Uitspraak
uitspraak van de voorzieningenrechter van 23 december 2024 in de zaak tussen
[verzoeker], v-nummer: [nummer 1], verzoekster
[kind 2], v-nummer: [nummer 3],
[kind 3], v-nummer: [nummer 4].
Rechtbank Den Haag
Op 23 december 2024 heeft de voorzieningenrechter van de Rechtbank Den Haag uitspraak gedaan in de zaak van de minister van Asiel en Migratie tegen een verzoekster die een verblijfsvergunning asiel voor bepaalde tijd had aangevraagd. De minister had op 25 november 2024 besloten om de aanvraag niet in behandeling te nemen, met als argument dat Kroatië verantwoordelijk was voor de behandeling van de asielaanvraag. De voorzieningenrechter heeft op basis van artikel 8:83, derde lid, van de Algemene wet bestuursrecht (Awb) uitspraak gedaan zonder zitting.
In de beoordeling van de zaak heeft de voorzieningenrechter verwezen naar een eerdere uitspraak van dezelfde rechtbank, zaaknummer NL24.46838, waarin op het beroep is beslist. Aangezien er inmiddels een uitspraak op het beroep is gedaan, was er geen noodzaak meer voor een voorlopige voorziening.

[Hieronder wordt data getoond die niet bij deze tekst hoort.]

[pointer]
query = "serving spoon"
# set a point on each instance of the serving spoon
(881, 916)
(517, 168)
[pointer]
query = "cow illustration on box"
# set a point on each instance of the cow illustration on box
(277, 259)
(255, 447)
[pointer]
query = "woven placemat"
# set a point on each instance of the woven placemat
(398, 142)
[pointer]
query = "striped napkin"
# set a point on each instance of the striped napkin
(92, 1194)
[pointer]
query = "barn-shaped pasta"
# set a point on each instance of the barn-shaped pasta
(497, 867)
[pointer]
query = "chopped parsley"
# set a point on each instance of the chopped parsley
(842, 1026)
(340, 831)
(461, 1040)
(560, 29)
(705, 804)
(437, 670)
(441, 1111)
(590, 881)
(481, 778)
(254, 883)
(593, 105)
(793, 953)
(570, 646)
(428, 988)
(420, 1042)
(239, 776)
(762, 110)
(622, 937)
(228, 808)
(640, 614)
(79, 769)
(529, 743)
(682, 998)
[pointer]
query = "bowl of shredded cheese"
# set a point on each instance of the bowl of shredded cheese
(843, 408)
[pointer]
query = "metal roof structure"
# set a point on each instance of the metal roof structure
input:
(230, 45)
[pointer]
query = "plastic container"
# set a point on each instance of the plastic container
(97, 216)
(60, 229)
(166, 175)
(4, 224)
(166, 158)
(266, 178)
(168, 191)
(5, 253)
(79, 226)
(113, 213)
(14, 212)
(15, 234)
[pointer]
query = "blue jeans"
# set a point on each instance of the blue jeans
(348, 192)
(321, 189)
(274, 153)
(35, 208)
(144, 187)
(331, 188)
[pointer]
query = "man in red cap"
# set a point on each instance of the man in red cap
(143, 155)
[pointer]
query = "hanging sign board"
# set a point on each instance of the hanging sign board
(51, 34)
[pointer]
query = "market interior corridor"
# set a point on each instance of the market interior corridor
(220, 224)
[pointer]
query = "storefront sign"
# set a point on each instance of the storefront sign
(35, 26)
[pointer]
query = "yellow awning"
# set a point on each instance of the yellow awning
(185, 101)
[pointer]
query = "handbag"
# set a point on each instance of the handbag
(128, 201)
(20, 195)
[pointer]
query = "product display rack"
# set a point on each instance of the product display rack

De voorzieningenrechter heeft daarom het verzoek om een voorlopige voorziening afgewezen. Tevens is er geen aanleiding voor een proceskostenveroordeling.
De uitspraak is gedaan door mr. A.S.W. Kroon, in aanwezigheid van mr. S.M. Hampsink, griffier. De uitspraak is openbaar gemaakt en er staat geen hoger beroep of verzet open tegen deze beslissing.